4. En vertu des principes généraux relatifs à la répartition des compétences entre les deux ordres de juridiction, il n'appartient pas à la juridiction administrative, lorsqu'elle est saisie d'une question préjudicielle, de trancher d'autres questions que celle qui lui a été renvoyée par l'autorité judiciaire. Il suit de là que, lorsque la juridiction de l'ordre judiciaire a énoncé dans son jugement le ou les moyens invoqués devant elle qui lui paraissent justifier ce renvoi, la juridiction administrative doit limiter son examen à ce ou ces moyens et ne peut connaître d'aucun autre,
fût-il d'ordre public, que les parties viendraient à présenter devant elle à l'encontre de cet acte. Ce n'est que dans le cas où, ni dans ses motifs ni dans son dispositif, la juridiction de l'ordre judiciaire n'a limité la portée de la question qu'elle entend soumettre à la juridiction administrative que cette dernière doit examiner tous les moyens présentés devant elle, sans qu'il y ait lieu alors de rechercher si ces moyens avaient été invoqués dans l'instance judiciaire, ainsi que les moyens qu'il lui revient de relever d'office, après avoir fait application, dans ce cas, des dispositions de l'article R. 611-7 du code de justice administrative.
Sur la question préjudicielle :
5. Aux termes de l'article L. 1224-3 du code du travail : " Lorsque l'activité d'une entité économique employant des salariés de droit privé est, par transfert de cette entité, reprise par une personne publique dans le cadre d'un service public administratif, il appartient à cette personne publique de proposer à ces salariés un contrat de droit public, à durée déterminée ou indéterminée selon la nature du contrat dont ils sont titulaires. / Sauf disposition légale ou conditions générales de rémunération et d'emploi des agents non titulaires de la personne publique contraires, le contrat qu'elle propose reprend les clauses substantielles du contrat dont les salariés sont titulaires, en particulier celles qui concernent la rémunération. / Les services accomplis au sein de l'entité économique d'origine sont assimilés à des services accomplis au sein de la personne publique d'accueil. / En cas de refus des salariés d'accepter le contrat proposé, leur contrat prend fin de plein droit.
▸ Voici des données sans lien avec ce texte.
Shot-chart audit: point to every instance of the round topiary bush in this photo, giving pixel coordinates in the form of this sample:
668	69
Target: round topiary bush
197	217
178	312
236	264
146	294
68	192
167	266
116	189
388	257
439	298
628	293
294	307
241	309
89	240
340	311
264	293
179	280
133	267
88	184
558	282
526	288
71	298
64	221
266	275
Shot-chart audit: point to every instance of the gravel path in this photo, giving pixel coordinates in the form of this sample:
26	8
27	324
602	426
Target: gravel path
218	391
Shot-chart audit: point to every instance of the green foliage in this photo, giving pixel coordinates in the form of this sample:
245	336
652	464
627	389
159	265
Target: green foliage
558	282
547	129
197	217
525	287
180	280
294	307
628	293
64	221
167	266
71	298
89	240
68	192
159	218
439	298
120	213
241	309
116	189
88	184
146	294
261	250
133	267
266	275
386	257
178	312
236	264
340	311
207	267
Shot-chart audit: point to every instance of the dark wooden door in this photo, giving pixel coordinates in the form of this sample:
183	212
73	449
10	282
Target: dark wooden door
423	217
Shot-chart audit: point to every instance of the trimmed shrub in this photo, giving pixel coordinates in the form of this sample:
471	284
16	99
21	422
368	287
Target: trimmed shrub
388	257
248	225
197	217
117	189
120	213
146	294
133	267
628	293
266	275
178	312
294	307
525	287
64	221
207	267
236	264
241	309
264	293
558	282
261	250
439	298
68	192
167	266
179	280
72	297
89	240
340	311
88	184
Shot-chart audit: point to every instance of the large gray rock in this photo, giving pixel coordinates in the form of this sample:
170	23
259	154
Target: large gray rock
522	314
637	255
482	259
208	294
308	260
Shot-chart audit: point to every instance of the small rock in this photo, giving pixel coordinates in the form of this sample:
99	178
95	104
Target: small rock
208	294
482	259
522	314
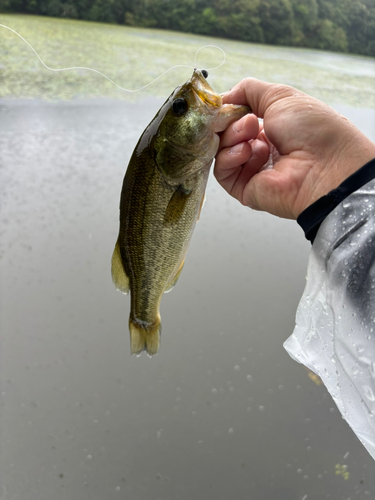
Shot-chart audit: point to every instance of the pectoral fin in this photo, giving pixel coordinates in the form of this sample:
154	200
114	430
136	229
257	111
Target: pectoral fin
176	205
119	278
202	205
172	283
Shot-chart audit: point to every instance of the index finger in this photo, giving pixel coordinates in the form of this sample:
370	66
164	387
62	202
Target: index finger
258	95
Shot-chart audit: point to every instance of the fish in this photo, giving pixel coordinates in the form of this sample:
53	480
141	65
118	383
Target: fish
161	199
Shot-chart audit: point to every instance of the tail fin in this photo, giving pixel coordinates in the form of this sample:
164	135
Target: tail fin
144	338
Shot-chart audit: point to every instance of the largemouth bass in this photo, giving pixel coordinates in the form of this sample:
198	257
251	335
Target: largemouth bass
161	199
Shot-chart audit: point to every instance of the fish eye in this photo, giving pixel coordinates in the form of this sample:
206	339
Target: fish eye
179	106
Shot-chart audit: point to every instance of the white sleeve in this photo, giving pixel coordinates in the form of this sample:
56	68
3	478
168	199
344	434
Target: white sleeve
334	334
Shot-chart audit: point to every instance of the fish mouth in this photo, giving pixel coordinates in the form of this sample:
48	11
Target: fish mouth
203	90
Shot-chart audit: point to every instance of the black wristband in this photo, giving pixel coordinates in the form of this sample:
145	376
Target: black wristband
311	218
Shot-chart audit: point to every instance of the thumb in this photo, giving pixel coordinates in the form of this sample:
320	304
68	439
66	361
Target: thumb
258	95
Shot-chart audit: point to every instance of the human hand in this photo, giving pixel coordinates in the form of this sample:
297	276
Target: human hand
313	149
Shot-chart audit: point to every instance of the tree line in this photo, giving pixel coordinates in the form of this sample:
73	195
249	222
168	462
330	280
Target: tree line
339	25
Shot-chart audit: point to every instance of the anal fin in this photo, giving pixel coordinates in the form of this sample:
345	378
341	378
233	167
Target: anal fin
119	278
144	338
172	283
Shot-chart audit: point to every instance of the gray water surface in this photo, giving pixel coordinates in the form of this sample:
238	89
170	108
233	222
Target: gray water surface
222	411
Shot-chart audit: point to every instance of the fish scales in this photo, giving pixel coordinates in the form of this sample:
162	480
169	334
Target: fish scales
161	199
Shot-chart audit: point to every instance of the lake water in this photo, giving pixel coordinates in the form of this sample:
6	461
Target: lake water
222	411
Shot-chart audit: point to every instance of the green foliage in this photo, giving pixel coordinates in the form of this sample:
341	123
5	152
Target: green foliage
341	25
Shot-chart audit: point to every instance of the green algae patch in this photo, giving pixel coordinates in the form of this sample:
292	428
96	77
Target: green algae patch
133	57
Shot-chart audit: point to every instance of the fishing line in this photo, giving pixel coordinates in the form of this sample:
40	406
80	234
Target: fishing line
109	79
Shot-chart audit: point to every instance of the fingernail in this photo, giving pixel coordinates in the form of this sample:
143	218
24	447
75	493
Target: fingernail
238	126
237	149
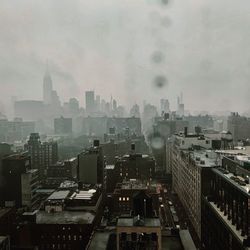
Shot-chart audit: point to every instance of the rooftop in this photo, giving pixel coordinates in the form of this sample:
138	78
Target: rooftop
204	158
237	181
236	151
99	241
3	238
65	217
129	222
4	211
84	194
59	195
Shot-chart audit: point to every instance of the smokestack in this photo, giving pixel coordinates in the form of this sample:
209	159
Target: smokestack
96	143
185	131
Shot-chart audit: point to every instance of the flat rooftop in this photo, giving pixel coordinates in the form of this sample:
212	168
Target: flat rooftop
65	217
204	158
3	238
129	222
236	151
4	211
229	176
59	195
99	241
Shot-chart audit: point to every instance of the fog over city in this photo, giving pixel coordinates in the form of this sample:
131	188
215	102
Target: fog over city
133	50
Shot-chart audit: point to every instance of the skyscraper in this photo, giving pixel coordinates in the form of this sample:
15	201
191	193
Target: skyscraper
164	106
90	102
47	87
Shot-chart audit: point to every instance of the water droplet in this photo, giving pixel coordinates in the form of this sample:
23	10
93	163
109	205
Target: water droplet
157	142
157	57
160	81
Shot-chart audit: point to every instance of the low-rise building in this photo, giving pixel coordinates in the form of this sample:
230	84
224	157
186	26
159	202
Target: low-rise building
226	208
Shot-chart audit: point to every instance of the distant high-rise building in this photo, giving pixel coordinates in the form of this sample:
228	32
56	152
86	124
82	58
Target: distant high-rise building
98	103
90	102
63	126
135	111
13	168
47	88
29	110
91	165
42	154
239	126
165	106
73	106
114	105
180	105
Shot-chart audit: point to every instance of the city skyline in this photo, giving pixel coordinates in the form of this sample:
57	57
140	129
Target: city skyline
141	42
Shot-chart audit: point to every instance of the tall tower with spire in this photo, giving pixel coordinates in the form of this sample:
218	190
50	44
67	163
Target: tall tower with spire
47	87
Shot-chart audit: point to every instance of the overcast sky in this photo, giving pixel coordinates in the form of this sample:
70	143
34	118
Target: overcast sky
121	48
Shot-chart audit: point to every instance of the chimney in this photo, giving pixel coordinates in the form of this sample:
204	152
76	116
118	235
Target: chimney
185	131
96	143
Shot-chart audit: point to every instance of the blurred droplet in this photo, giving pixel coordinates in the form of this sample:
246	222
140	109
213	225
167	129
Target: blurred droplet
206	64
166	22
157	57
157	142
154	16
165	2
160	81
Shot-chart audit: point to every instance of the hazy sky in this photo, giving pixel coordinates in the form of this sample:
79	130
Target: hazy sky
119	47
La personne publique applique les dispositions relatives aux agents licenciés prévues par le droit du travail et par leur contrat ".
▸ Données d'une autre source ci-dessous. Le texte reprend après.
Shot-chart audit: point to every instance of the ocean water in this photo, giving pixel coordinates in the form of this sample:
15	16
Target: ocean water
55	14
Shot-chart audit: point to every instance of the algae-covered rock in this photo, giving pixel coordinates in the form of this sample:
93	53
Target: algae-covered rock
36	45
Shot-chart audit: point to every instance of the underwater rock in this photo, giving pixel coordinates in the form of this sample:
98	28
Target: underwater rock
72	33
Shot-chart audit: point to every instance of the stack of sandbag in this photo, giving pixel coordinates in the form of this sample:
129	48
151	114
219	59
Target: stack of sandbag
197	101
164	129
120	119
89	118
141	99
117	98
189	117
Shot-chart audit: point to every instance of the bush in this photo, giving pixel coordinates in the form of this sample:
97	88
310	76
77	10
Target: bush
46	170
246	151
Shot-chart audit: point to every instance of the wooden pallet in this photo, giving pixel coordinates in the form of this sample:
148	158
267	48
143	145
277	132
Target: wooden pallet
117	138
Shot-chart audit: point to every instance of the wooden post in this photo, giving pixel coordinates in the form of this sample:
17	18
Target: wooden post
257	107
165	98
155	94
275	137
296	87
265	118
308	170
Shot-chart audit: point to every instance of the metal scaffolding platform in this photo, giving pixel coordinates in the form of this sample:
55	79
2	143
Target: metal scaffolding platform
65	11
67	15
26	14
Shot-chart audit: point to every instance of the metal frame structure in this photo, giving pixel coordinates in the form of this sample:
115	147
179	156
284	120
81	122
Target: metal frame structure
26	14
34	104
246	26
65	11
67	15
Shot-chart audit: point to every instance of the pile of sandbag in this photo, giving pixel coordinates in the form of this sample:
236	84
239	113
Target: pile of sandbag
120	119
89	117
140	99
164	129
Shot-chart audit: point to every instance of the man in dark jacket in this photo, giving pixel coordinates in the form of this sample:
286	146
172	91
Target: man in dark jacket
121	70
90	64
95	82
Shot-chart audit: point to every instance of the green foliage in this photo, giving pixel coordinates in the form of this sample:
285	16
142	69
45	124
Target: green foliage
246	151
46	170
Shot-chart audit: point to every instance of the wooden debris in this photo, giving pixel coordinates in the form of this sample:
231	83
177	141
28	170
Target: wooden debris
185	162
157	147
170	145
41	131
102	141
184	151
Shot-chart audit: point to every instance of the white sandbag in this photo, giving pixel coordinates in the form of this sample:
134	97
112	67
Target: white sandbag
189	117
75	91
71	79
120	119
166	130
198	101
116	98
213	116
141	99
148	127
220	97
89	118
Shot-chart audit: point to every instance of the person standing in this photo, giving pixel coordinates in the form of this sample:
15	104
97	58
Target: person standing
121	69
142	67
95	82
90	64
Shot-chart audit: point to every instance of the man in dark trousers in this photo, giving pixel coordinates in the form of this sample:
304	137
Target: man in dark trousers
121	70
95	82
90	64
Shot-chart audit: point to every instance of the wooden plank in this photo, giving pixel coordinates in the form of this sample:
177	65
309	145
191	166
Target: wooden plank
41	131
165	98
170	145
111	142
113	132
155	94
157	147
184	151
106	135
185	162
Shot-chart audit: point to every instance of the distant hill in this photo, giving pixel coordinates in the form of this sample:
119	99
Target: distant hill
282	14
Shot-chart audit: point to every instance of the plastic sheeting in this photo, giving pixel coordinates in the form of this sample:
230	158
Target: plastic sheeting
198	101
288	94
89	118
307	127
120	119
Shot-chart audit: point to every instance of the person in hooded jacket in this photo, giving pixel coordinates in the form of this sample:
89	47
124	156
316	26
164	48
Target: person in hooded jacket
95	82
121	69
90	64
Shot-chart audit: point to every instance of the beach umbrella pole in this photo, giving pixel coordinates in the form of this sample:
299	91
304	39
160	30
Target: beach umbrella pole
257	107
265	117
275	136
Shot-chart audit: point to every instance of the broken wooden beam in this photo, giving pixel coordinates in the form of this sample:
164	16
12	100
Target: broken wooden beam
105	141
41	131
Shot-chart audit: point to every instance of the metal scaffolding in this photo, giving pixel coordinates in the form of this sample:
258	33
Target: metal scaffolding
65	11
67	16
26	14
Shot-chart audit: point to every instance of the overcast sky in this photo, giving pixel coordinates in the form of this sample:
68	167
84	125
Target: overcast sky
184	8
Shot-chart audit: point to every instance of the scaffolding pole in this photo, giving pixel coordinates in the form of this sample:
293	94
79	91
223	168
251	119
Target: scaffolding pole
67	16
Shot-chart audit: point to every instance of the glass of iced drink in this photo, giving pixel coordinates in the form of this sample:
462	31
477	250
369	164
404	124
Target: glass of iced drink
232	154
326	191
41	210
6. Il résulte de ces dispositions, interprétées au regard des objectifs poursuivis par la directive 2001/23/CE du 12 mars 2001 concernant le rapprochement des législations des Etats membres relatives au maintien des droits des travailleurs en cas de transfert d'entreprises, d'établissements ou de parties d'entreprises ou d'établissements, qu'en écartant, en l'absence même de toute disposition législative ou réglementaire contraire, la reprise des clauses du contrat dont le salarié transféré était titulaire relatives à la rémunération, lorsque celles-ci ne sont pas conformes aux " conditions générales de rémunération et d'emploi des agents non titulaires de la personne publique ", le législateur n'a pas entendu autoriser cette dernière à proposer aux intéressés une rémunération inférieure à celle dont ils bénéficiaient auparavant au seul motif que celle-ci dépasserait, à niveaux de responsabilité et de qualification équivalents, celle des agents en fonctions dans l'organisme d'accueil à la date du transfert. En revanche ces dispositions font obstacle à ce que soient reprises, dans le contrat de droit public proposé au salarié transféré, des clauses impliquant une rémunération dont le niveau, même corrigé de l'ancienneté, excèderait manifestement celui que prévoient les règles générales fixées, le cas échéant, pour la rémunération de ses agents non titulaires. En l'absence de règles applicables au salarié transféré, il appartient à l'autorité administrative de rechercher si des fonctions en rapport avec ses qualifications et son expérience peuvent lui être confiées et de fixer sa rémunération en tenant compte des fonctions qu'il exerce, de sa qualification, de son ancienneté et de la rémunération des agents titulaires exerçant des fonctions analogues.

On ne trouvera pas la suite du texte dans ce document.